Across the whole process, what separates people who use these tools well from people who use them fast is patience: the willingness to go back and forth five or six times instead of accepting something mediocre at round two. There’s also the skill of writing precisely about code without writing code, describing data flows and edge cases, and failure modes in plain language. And there’s taste, which is harder to define but easy to recognize: a sense of what good software feels like from the long-term maintenance perspective, not just whether it runs.
And then there’s the uncomfortable part. Most of these skills are pattern recognition built from years of getting things wrong. You recognize a bad architectural decision because you’ve lived with the consequences of one. You push back on the model’s first answer because you’ve shipped your first idea before and regretted it.

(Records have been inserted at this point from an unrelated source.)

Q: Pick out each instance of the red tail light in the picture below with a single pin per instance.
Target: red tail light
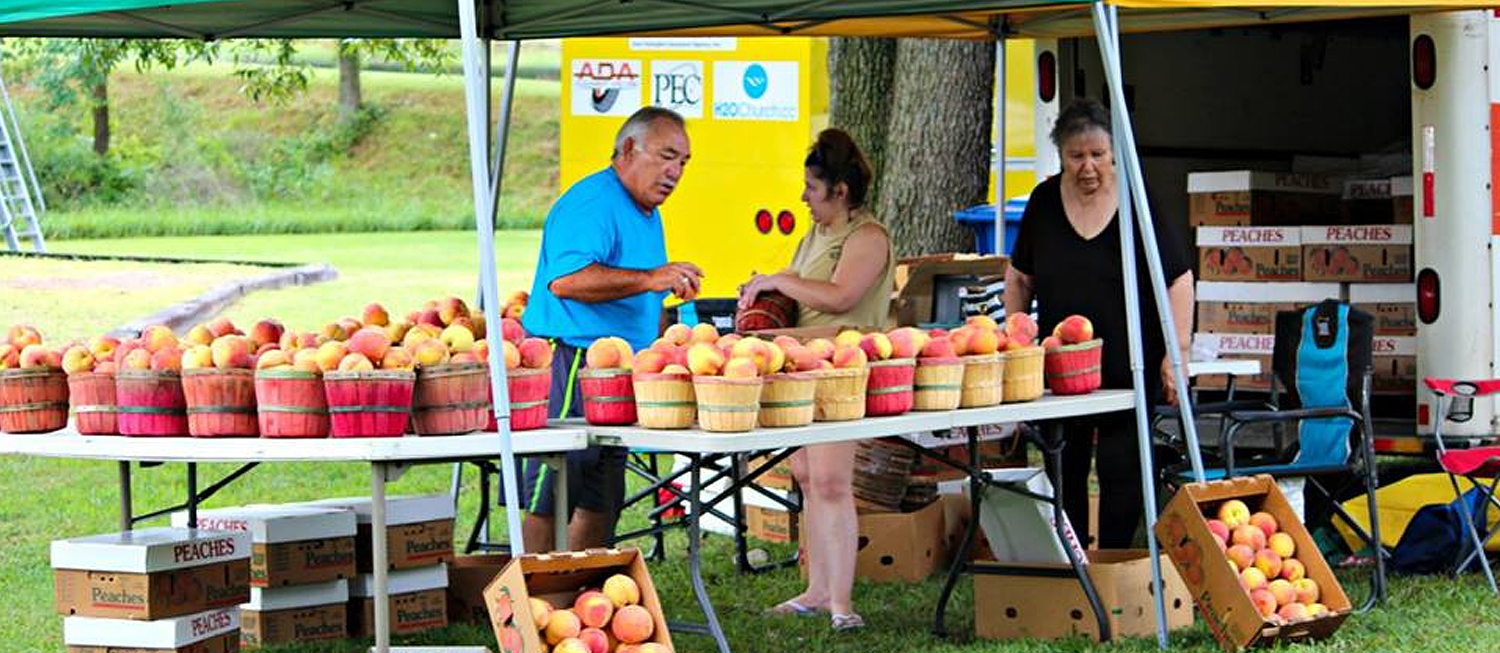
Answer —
(1428, 296)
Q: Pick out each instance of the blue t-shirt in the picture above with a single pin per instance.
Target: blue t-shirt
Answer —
(596, 221)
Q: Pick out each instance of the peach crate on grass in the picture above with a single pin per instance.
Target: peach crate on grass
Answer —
(1074, 370)
(890, 388)
(609, 398)
(369, 403)
(665, 401)
(291, 404)
(840, 394)
(92, 397)
(221, 403)
(938, 383)
(728, 404)
(983, 380)
(452, 400)
(33, 400)
(786, 400)
(150, 403)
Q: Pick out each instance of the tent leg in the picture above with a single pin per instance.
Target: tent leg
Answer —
(1109, 50)
(476, 102)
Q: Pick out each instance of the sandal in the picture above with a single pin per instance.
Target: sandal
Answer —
(848, 622)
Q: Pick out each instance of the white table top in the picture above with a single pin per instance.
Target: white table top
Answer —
(1236, 367)
(822, 433)
(434, 448)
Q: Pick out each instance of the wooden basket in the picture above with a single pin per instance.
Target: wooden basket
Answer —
(840, 394)
(938, 383)
(450, 400)
(1023, 374)
(150, 403)
(528, 397)
(1074, 370)
(33, 400)
(221, 403)
(609, 398)
(983, 380)
(728, 404)
(786, 400)
(371, 404)
(890, 388)
(665, 401)
(92, 397)
(291, 404)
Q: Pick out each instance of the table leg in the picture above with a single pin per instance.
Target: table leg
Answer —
(126, 512)
(380, 556)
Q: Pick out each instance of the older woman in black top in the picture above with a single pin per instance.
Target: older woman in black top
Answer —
(1068, 257)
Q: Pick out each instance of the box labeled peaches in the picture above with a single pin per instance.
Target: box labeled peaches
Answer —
(1253, 569)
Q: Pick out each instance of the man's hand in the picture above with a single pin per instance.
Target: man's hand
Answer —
(683, 279)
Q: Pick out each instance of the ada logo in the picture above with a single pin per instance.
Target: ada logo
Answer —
(605, 86)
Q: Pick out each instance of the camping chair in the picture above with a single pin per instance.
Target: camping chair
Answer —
(1455, 401)
(1322, 361)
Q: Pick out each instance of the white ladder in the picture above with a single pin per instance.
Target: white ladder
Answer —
(21, 201)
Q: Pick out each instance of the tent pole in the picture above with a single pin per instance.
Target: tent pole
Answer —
(1127, 180)
(476, 98)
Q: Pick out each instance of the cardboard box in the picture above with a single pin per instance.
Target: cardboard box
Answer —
(215, 631)
(1047, 602)
(1392, 305)
(1379, 254)
(1236, 306)
(290, 545)
(558, 578)
(1254, 198)
(1211, 578)
(417, 601)
(1250, 254)
(419, 530)
(150, 574)
(296, 614)
(468, 575)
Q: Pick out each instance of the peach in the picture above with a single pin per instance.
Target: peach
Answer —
(678, 334)
(621, 590)
(876, 346)
(77, 359)
(429, 353)
(849, 356)
(536, 353)
(633, 625)
(1242, 556)
(398, 358)
(593, 608)
(375, 314)
(1233, 514)
(266, 331)
(330, 355)
(1265, 604)
(705, 359)
(231, 352)
(356, 364)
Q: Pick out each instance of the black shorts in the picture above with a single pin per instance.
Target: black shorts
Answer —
(596, 475)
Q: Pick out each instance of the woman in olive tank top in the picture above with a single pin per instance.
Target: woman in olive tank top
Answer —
(842, 273)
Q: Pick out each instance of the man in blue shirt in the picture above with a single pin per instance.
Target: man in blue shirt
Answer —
(603, 272)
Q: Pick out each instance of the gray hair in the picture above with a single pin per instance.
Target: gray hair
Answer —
(641, 122)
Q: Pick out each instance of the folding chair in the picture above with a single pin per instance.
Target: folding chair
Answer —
(1322, 361)
(1455, 401)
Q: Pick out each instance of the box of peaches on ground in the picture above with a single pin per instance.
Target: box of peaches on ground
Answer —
(1254, 572)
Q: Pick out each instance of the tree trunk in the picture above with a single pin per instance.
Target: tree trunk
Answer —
(101, 113)
(861, 72)
(938, 146)
(348, 84)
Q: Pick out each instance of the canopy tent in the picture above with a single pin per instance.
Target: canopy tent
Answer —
(518, 20)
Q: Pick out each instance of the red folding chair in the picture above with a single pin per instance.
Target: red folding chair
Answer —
(1455, 401)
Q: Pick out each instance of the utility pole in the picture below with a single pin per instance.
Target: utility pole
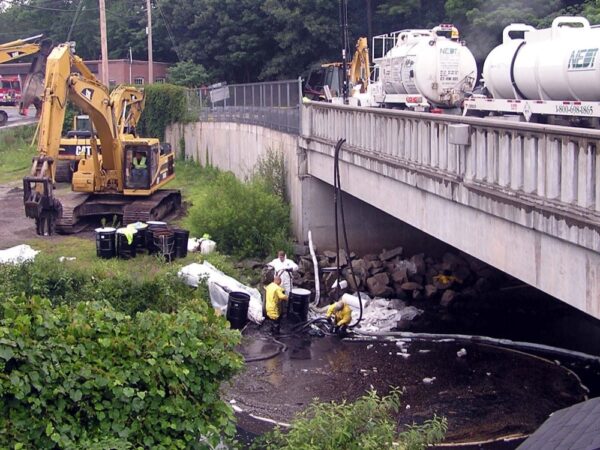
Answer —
(344, 33)
(103, 44)
(149, 32)
(369, 23)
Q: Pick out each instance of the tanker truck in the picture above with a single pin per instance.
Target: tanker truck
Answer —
(422, 70)
(542, 75)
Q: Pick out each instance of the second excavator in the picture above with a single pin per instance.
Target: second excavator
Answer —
(125, 179)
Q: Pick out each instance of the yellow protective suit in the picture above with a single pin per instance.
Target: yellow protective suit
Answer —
(274, 297)
(342, 317)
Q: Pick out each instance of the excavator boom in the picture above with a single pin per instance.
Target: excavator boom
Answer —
(108, 176)
(31, 89)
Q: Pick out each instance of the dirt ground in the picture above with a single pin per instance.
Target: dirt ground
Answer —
(486, 394)
(15, 228)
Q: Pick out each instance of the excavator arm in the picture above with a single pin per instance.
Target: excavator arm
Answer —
(360, 70)
(19, 48)
(85, 91)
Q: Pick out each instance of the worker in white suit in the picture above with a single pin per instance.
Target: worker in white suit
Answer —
(284, 268)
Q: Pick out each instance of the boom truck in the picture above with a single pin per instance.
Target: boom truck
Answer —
(20, 48)
(103, 184)
(548, 75)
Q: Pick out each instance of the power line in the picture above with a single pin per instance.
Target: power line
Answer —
(44, 8)
(79, 7)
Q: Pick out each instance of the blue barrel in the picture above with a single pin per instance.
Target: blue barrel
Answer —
(164, 243)
(105, 242)
(181, 238)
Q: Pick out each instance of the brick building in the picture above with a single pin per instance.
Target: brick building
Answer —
(120, 71)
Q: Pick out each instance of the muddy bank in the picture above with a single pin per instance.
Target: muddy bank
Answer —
(485, 393)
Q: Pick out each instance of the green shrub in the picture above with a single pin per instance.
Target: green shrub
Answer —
(88, 376)
(366, 424)
(270, 170)
(165, 104)
(15, 152)
(242, 218)
(128, 292)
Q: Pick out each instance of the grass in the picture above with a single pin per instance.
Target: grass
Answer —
(16, 152)
(143, 266)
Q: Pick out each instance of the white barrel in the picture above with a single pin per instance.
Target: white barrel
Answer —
(422, 63)
(557, 63)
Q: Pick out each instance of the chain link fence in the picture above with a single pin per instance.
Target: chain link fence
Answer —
(273, 104)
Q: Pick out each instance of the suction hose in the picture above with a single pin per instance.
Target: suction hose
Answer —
(337, 192)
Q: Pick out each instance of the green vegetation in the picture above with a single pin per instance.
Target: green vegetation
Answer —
(165, 104)
(15, 152)
(228, 38)
(88, 376)
(188, 74)
(366, 424)
(244, 219)
(270, 170)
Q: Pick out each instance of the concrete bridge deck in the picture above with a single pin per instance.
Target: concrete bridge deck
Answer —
(524, 198)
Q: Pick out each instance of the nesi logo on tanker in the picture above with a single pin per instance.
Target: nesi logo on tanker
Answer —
(582, 59)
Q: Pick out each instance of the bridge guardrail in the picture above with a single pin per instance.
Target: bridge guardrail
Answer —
(553, 169)
(273, 104)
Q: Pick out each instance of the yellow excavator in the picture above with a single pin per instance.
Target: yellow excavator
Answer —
(128, 102)
(31, 90)
(124, 180)
(332, 75)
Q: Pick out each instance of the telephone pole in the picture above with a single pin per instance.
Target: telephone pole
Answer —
(103, 44)
(149, 32)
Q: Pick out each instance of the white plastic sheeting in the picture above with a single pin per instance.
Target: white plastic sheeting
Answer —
(219, 287)
(17, 255)
(379, 314)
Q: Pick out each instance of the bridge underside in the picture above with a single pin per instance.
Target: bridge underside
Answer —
(559, 268)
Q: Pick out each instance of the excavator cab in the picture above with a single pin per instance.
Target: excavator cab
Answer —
(140, 161)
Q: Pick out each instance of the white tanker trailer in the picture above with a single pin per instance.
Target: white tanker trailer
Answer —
(421, 69)
(549, 72)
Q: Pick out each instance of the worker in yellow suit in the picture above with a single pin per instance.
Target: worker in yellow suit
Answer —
(341, 315)
(273, 298)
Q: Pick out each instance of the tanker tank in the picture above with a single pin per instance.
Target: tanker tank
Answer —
(560, 63)
(426, 68)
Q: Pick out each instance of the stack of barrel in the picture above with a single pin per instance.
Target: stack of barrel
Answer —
(151, 237)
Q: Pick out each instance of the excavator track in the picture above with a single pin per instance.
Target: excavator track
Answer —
(77, 207)
(154, 207)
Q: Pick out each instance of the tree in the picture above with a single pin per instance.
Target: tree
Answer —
(305, 32)
(188, 74)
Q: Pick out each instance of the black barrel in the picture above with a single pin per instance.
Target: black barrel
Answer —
(153, 226)
(298, 305)
(164, 243)
(105, 242)
(139, 237)
(237, 309)
(125, 250)
(181, 238)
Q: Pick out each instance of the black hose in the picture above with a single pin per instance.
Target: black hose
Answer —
(280, 349)
(337, 190)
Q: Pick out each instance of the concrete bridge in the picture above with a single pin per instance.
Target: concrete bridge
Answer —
(524, 198)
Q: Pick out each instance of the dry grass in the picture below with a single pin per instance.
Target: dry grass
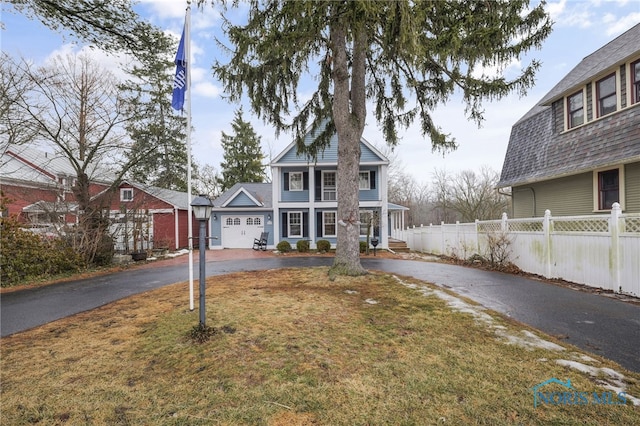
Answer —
(291, 348)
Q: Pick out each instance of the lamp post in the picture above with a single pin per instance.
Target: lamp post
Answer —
(202, 211)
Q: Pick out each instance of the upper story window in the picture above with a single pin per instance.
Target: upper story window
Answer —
(575, 108)
(365, 183)
(606, 95)
(126, 194)
(328, 186)
(635, 82)
(366, 218)
(329, 224)
(295, 181)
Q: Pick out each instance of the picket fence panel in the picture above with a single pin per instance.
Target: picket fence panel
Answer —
(601, 251)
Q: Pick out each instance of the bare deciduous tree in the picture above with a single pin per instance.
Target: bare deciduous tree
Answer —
(75, 106)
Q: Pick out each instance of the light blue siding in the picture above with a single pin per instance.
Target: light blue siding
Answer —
(329, 155)
(242, 200)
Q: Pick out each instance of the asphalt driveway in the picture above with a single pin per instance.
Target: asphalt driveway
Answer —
(598, 324)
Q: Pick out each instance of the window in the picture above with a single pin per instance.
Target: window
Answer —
(606, 95)
(295, 181)
(328, 186)
(329, 224)
(635, 82)
(575, 109)
(294, 224)
(608, 189)
(126, 194)
(365, 183)
(365, 217)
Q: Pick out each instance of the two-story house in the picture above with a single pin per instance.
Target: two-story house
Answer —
(578, 150)
(301, 201)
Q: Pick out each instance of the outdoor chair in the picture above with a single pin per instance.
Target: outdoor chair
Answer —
(261, 243)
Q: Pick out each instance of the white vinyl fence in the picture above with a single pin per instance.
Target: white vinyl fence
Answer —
(601, 251)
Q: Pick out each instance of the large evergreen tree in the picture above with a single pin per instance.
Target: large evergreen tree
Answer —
(242, 155)
(392, 53)
(158, 154)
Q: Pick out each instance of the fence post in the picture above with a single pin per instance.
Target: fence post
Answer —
(546, 231)
(477, 237)
(614, 232)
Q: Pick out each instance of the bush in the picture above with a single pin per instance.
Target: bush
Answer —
(26, 256)
(323, 246)
(283, 247)
(302, 246)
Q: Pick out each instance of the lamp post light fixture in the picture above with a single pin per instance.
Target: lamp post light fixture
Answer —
(202, 211)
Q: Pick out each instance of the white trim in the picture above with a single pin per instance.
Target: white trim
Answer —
(289, 235)
(335, 186)
(596, 188)
(335, 223)
(245, 192)
(368, 172)
(301, 181)
(594, 94)
(124, 191)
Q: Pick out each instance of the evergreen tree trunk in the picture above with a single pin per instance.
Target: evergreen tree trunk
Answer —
(349, 113)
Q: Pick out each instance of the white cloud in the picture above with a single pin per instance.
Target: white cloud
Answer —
(616, 26)
(111, 62)
(206, 89)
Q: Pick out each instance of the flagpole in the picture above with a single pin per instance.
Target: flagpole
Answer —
(187, 32)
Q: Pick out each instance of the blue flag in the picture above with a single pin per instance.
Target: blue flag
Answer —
(180, 79)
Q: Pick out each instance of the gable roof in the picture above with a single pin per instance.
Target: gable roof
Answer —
(613, 53)
(177, 199)
(535, 152)
(26, 163)
(369, 153)
(256, 192)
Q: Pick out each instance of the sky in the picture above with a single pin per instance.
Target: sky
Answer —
(580, 27)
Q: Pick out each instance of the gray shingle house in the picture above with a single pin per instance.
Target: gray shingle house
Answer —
(578, 150)
(301, 203)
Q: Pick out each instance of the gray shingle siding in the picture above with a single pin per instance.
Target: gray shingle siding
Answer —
(617, 51)
(536, 152)
(539, 147)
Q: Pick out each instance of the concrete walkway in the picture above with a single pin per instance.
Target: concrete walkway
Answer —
(595, 323)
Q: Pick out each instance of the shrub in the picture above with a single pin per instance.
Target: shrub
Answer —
(25, 256)
(323, 246)
(283, 247)
(302, 246)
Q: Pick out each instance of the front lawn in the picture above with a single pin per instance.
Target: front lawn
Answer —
(293, 347)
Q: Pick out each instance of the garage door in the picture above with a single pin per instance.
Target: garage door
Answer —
(239, 231)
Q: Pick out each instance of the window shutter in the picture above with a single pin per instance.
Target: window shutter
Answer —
(318, 185)
(284, 224)
(319, 224)
(305, 225)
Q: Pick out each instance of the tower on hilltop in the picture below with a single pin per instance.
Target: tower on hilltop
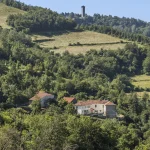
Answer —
(83, 11)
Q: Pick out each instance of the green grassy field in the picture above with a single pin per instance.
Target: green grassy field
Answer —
(87, 40)
(142, 81)
(5, 11)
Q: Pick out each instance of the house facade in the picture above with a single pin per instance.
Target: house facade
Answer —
(100, 107)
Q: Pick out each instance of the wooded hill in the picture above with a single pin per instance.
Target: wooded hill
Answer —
(26, 68)
(130, 25)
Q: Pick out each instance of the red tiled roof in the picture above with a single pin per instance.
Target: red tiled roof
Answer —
(40, 95)
(109, 103)
(90, 102)
(69, 99)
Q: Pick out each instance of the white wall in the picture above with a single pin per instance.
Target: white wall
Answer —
(98, 108)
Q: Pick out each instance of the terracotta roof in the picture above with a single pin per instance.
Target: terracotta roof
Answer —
(110, 103)
(90, 102)
(40, 95)
(69, 99)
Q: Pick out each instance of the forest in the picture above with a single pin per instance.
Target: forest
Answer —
(130, 25)
(26, 68)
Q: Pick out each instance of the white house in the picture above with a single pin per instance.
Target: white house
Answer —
(103, 107)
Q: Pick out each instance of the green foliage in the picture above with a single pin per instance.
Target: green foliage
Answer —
(40, 20)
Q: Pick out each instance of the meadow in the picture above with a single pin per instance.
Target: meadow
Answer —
(77, 42)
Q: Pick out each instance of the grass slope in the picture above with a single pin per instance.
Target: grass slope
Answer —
(61, 41)
(5, 11)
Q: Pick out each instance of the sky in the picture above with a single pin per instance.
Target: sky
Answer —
(139, 9)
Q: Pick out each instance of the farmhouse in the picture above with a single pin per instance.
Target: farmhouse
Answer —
(70, 100)
(99, 107)
(43, 97)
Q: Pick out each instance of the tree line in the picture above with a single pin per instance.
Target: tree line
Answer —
(124, 24)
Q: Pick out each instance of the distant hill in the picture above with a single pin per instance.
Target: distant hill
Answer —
(131, 25)
(77, 42)
(5, 11)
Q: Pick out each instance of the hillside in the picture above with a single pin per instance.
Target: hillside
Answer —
(78, 42)
(5, 11)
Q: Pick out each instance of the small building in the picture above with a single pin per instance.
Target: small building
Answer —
(99, 107)
(70, 100)
(43, 97)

Junior engineers are being put into situations where they need to perform design negotiation at a high level, but there doesn’t appear to be a curriculum for that. It’s time to shift away from “LeetCode” to design negotiation, and this will be the subject of future posts in this series.
Addendum
Soft Skills for Negotiating a Spec with AI
During the Negotiation
-
Code reading fluency: Scan what the model produces for structural soundness, not just syntax. You're reading for fit, not for bugs. Why it matters: The model can generate valid code that doesn't belong in your system. You need to catch that fast.
-
Architectural taste: Recognize when a solution is technically valid but wrong for this system. Why it matters: The model doesn't know what "wrong for us" means. You do.
-
Creative steering: Find alternative framings when the model is stuck. Restate the problem, offer an analogy, constrain it differently. Why it matters: The model responds to how you frame things, and a better frame produces a better result.
-
Knowing when to take a position: The model presents options neutrally. You decide, and articulate why one approach is better for your context. Why it matters: That's engineering judgment, and it takes years to build.
-
Productive skepticism: Assume the model's first answer is a draft, not a solution. Not cynicism, but the habit of pressure-testing before accepting. Why it matters: First-pass outputs are seductive because they're fluent. Fluency is not correctness.
-
Knowing what you don't know: Recognize when the model might be right and you might be wrong. Why it matters: The negotiation goes both ways. Sometimes it surfaces an approach you hadn't considered, and you need the humility to evaluate it fairly.
Across the Whole Process
-
Patience: Go back and forth five or six times instead of accepting something mediocre at round two. Why it matters: This separates people who use the tool well from people who use it fast.
-
Technical communication: Write precisely about code without writing code. Describe data flows, state changes, edge cases, and failure modes in plain language. Why it matters: This is harder than most engineers think, and it's the primary interface between you and the model.
-
Holding complexity in your head: Track how the current decision interacts with three other parts of the system the model doesn't know about. Why it matters: The model has no persistent architectural context. You are the working memory.
-
Taste: A sense of what good software feels like from a user's perspective. Not just "does it work" but "is this the right experience, the right behavior, the right level of complexity." Why it matters: Without this, you'll accept solutions that are functional but wrong.
-
Knowing when to stop: Recognize when the spec is good enough to hand off to execution, and when you're over-refining. Why it matters: Diminishing returns are real. At some point, further negotiation costs more than it improves.